Section 209.3 of the Tax Law provides that a dissolved corporation which continues to
conduct business shall be subject to tax under Article 9-A of the Tax Law. Section 1-2.4(c) of the
Business Corporation Franchise Tax Regulations provides further that where the activities of a
dissolved corporation are limited to the liquidation of its business and affairs, the disposition of its
assets (other than in the regular course of business), and the distribution of the proceeds, the
dissolved corporation is not subject to tax under Article 9-A.
Therefore, a dissolved corporation that is merely a record title holder of real property located
in New York State as nominee for the benefit of others, and is otherwise inactive, is not conducting
business in New York State as contemplated by section 209.3 of the Tax Law. N.D.M. Autos, Inc.,
Adv Op Comm T & F, January 26, 1999, TSB-A-99(4)C; Rubin Brothers Holding Company, Adv
Op Comm T & F, December 4, 1997, TSB-A-97(27)C; W.R.H.R.E Corp., Adv Op Comm T & F,
March 3, 1995, TSB-A-95(4)C; Highmount Medical Building Inc., Adv Op Comm T & F, May 7,
1991, TSB-A-91(12)C; Harold S. Sommers, Adv Op Comm T & F, March 15, 1990, TSB-A-90(9)C;
Babson Bros.

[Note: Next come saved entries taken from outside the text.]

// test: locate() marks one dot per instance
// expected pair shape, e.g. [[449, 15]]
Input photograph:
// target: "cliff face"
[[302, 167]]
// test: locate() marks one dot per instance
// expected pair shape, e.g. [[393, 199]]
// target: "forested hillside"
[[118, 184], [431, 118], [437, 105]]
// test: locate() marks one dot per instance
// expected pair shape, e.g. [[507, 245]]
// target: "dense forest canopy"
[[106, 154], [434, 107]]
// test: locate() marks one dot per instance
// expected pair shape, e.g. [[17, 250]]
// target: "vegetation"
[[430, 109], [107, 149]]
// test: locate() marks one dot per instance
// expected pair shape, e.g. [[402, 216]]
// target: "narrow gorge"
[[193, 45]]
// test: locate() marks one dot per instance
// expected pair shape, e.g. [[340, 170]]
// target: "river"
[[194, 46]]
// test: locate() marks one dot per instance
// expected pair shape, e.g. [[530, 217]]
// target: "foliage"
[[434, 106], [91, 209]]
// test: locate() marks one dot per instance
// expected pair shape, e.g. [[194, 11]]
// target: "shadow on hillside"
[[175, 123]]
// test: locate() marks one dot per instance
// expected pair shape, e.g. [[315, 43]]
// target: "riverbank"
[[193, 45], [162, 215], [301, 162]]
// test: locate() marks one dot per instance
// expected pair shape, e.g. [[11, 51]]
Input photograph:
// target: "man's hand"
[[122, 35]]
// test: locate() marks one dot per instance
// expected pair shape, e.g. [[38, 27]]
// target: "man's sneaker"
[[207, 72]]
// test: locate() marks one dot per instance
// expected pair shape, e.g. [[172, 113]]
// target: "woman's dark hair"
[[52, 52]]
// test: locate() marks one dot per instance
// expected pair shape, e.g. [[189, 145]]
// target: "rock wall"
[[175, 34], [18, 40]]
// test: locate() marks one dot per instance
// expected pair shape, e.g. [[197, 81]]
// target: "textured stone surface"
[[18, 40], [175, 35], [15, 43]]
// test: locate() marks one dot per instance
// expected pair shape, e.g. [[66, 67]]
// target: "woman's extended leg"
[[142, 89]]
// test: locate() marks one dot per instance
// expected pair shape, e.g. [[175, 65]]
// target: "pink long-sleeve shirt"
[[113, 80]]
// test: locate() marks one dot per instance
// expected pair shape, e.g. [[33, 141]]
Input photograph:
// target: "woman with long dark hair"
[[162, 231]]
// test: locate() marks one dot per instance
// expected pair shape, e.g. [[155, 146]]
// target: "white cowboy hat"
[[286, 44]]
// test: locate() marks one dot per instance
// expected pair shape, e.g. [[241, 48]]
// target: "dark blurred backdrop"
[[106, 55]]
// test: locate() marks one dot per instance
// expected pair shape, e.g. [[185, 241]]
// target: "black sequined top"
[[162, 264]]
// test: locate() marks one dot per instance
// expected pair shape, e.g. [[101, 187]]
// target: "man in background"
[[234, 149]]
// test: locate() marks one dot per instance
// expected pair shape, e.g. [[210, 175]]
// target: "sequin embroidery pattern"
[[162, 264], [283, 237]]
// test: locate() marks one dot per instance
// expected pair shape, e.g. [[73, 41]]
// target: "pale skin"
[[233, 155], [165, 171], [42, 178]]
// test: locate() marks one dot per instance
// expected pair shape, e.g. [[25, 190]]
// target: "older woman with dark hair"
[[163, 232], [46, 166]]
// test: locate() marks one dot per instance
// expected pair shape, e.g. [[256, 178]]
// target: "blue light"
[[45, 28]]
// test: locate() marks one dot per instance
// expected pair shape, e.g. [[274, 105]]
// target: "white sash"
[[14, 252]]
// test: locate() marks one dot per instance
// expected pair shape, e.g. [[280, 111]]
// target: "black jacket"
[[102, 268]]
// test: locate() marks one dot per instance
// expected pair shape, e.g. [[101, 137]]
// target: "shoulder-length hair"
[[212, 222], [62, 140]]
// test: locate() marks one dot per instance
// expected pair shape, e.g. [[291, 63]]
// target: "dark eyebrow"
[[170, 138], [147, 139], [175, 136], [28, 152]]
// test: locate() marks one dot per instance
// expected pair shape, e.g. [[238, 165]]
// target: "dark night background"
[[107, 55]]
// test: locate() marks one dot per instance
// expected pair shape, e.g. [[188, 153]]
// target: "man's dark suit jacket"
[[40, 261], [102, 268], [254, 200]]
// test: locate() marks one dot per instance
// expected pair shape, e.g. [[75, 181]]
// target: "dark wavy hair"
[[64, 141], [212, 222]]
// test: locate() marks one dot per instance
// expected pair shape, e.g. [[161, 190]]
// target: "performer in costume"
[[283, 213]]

Co. of New York Inc., Adv Op Comm T & F, September 1, 1988, TSB-A-88(19)C.
Accordingly, pursuant to section 209.1 of the Tax Law, Petitioner, after its dissolution, is
merely holding property as nominee for the benefit of others and is not conducting business in New
York State pursuant to section 209.3 of the Tax Law. Therefore, Petitioner is not subject to tax
under Article 9-A of the Tax Law after it was dissolved effective November 30, 1988.

DATED: February 29, 2000

NOTE:

/s/
John W. Bartlett
Deputy Director
Technical Services Division

The opinions expressed in Advisory Opinions are
limited to the facts set forth therein.